ブリッジすることになりました。
A:Cさん 40代女性
下の前歯を歯周病で2本抜かなければならなくなりました。
保険適用で治療する場合、1本の歯につき二本の歯にブリッジをかけないといけないと言われました。2本抜くので左右の2番3番も神経抜いて削ってブリッジをかけると言われました。左右2番までなら諦めもするのですが、本当に左右3番まで被せないといけないのでしょうか?ちなみに、左右1.2.3までは神経残っています。
A:院長 矢島
保険適用のブリッジで治療をする場合、国で定められた保険のルールとして「この歯がなくなった場合は、この歯を土台にしなさい」という最低限の基準が設けられています。大臼歯などの大きな歯がなくなったり、下の前歯のような細い歯を土台にする場合などは、必要な土台の本数が増えることがあります。なので、必ずしも「1本歯がなくなったら、その左右の1本ずつを土台にすればいい」という訳ではないんです。もし、この基準より少ない土台の本数でブリッジを作ろうとすると、保険が適用にならなくなってしまいます。

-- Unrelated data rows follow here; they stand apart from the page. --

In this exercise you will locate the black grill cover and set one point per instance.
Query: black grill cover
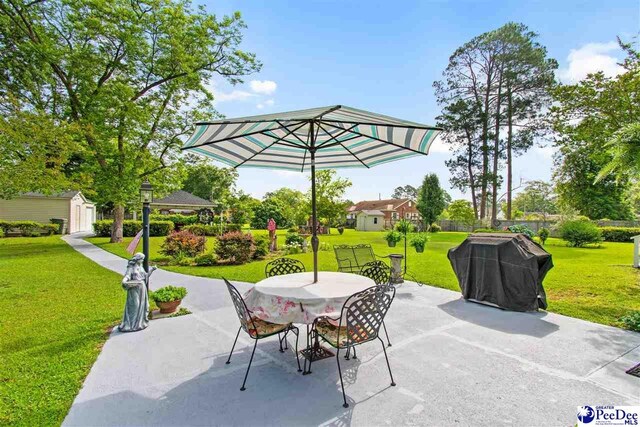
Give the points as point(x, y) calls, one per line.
point(502, 269)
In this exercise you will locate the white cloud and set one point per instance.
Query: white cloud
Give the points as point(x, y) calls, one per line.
point(591, 58)
point(236, 95)
point(264, 87)
point(267, 103)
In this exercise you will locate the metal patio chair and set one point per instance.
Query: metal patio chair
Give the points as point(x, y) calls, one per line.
point(359, 322)
point(380, 273)
point(283, 266)
point(256, 328)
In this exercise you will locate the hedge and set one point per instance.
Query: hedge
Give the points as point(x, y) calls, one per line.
point(213, 229)
point(619, 234)
point(28, 228)
point(130, 228)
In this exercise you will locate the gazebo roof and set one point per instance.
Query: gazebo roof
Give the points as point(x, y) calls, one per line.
point(183, 199)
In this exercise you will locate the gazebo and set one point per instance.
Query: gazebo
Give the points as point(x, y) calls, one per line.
point(181, 202)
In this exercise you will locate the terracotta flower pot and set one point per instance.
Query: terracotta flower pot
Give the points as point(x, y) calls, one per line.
point(168, 307)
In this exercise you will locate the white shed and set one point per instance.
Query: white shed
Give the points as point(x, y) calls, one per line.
point(79, 212)
point(370, 220)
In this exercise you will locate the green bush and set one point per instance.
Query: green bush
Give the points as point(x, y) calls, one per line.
point(522, 229)
point(207, 259)
point(632, 321)
point(619, 234)
point(293, 238)
point(178, 220)
point(130, 228)
point(169, 293)
point(543, 234)
point(262, 247)
point(579, 233)
point(235, 247)
point(183, 243)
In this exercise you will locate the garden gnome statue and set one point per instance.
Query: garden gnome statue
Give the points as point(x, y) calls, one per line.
point(271, 226)
point(136, 309)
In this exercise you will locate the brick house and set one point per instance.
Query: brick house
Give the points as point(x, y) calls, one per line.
point(392, 209)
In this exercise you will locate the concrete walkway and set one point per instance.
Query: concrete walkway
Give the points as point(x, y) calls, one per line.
point(454, 362)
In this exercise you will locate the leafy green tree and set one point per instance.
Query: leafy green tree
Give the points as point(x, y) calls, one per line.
point(209, 182)
point(585, 118)
point(431, 199)
point(120, 71)
point(296, 210)
point(330, 191)
point(461, 211)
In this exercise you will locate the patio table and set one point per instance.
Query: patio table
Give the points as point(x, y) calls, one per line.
point(294, 298)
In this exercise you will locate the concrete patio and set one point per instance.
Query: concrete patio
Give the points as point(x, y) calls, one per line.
point(454, 362)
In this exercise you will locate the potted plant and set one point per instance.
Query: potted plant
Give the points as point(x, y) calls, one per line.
point(392, 237)
point(419, 241)
point(169, 298)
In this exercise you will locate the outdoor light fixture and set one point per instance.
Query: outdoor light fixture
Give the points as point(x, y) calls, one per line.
point(146, 192)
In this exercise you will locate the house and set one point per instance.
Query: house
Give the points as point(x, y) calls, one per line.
point(79, 213)
point(392, 210)
point(181, 202)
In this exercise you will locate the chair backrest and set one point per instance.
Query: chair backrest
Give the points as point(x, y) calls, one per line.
point(363, 314)
point(244, 315)
point(377, 271)
point(283, 266)
point(363, 254)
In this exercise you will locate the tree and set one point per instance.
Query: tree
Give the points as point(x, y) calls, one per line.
point(461, 211)
point(330, 190)
point(536, 197)
point(585, 117)
point(296, 210)
point(120, 72)
point(431, 200)
point(499, 79)
point(406, 192)
point(208, 181)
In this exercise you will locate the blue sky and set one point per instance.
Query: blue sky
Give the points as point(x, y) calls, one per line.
point(384, 56)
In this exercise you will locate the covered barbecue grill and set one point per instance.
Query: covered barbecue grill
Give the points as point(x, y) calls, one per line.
point(502, 269)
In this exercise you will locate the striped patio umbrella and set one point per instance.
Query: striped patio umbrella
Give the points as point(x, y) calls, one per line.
point(305, 140)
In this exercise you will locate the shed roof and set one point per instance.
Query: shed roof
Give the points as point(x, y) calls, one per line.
point(183, 198)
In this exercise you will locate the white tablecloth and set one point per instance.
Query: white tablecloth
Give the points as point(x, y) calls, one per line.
point(295, 298)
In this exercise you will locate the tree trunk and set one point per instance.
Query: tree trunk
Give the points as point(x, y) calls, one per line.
point(116, 228)
point(509, 156)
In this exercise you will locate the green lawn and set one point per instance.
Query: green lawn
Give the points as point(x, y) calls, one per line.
point(56, 310)
point(596, 284)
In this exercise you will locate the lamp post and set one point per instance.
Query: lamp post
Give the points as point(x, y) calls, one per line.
point(146, 197)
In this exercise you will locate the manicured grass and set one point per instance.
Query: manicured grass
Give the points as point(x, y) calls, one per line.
point(596, 284)
point(56, 310)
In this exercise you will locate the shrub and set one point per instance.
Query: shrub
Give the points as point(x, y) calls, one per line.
point(235, 247)
point(579, 233)
point(632, 321)
point(262, 247)
point(523, 229)
point(183, 243)
point(293, 238)
point(619, 234)
point(178, 220)
point(169, 293)
point(543, 234)
point(207, 259)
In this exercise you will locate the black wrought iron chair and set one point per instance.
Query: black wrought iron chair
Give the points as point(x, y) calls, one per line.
point(256, 328)
point(359, 322)
point(380, 273)
point(283, 266)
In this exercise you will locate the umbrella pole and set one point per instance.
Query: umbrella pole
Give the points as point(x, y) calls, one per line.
point(314, 233)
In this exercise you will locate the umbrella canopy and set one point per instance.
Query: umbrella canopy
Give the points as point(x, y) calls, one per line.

勿論、この基準にはちゃんとした根拠があります。先にも述べたように、「大臼歯などの大きな歯がなくなったり、下の前歯のような細い歯を土台にする場合」は、土台の本数を増やさないと、無くなった場所を支えるだけの力を得られないんです。
ちょっと算数っぽいお話をしましょう。
通常、1本の歯がなくなった箇所に3本連結のブリッジを入れた場合は・・・
真ん中のダミーの歯を含めて、上の歯からかかる歯3本分の圧力を2本の土台で支える必要があります。
これを、単純計算すると。上からかかる噛み合わせの圧力は「3」本分、ブリッジを支えている土台の歯の本数は「2」本となります。
なので、土台の歯が負担する圧力は
3(圧力)÷2(支える力)=1.5(負担)
つまり、1本の土台につき歯1.5本分の力を負担すると考えられます。
これでも、本来よりも大きく力がかかる事になるので、土台の歯に多少なりとも無理を強いているのは分かるかと思います。さて、もしもこれが先程の「大臼歯などの大きな歯がなくなったり、下の前歯のような細い歯を土台にする場合」だとどうなるでしょうか。
大臼歯などの大きな歯を失った場合。他の歯よりも大きなダミーの歯を支える必要があります。なので、上からかかる歯の圧力は、歯の本数である「3」よりも大きくなります。また、土台となる歯が他よりも細い歯になる場合、支える力は先ほどの「2」よりも小さくなる、と考えます。
すると、先程の計算式は・・・
3.5(噛む力)÷2(支える力)=1.75(負担)
や
3(噛む力)÷1.5(支える力)=2(負担)
となり、負担は最初の1.5よりも数字が大きくなります。
また、無くなった歯の本数が2本になれば、ブリッジとして連結される歯は「土台の2本」と「無くなった部分のダミー歯2本」です。この場合、合計4本のブリッジになるので・・・
4(噛む力)÷2(支える力)=2(負担)
と、1本の土台が食事のたびに通常の2倍の圧力を負担する事がわかります。
そんな状態が毎日続いていたら、土台の歯が折れてしまったり、歯を支えている骨の寿命が短くなるのは想像しやすいと思います。
なので、土台となる歯にあまり大きな負担がかからない、ブリッジが破損したりしない為にも、「この歯がなくなった場合は、これだけの本数の歯を土台にしなさい」と保険のルールが決められているんです。
勿論、「保険の適用じゃなくてもいいから土台の本数を減らしてくれ!!」という熱い希望があれば、無理矢理保険外で対応することはできます。ですが、長い目で見ればトラブルにの原因にしかならないので。それであれば、インプラントや入れ歯と言った別の選択肢を検討するのも、ひとつの手かもしれません。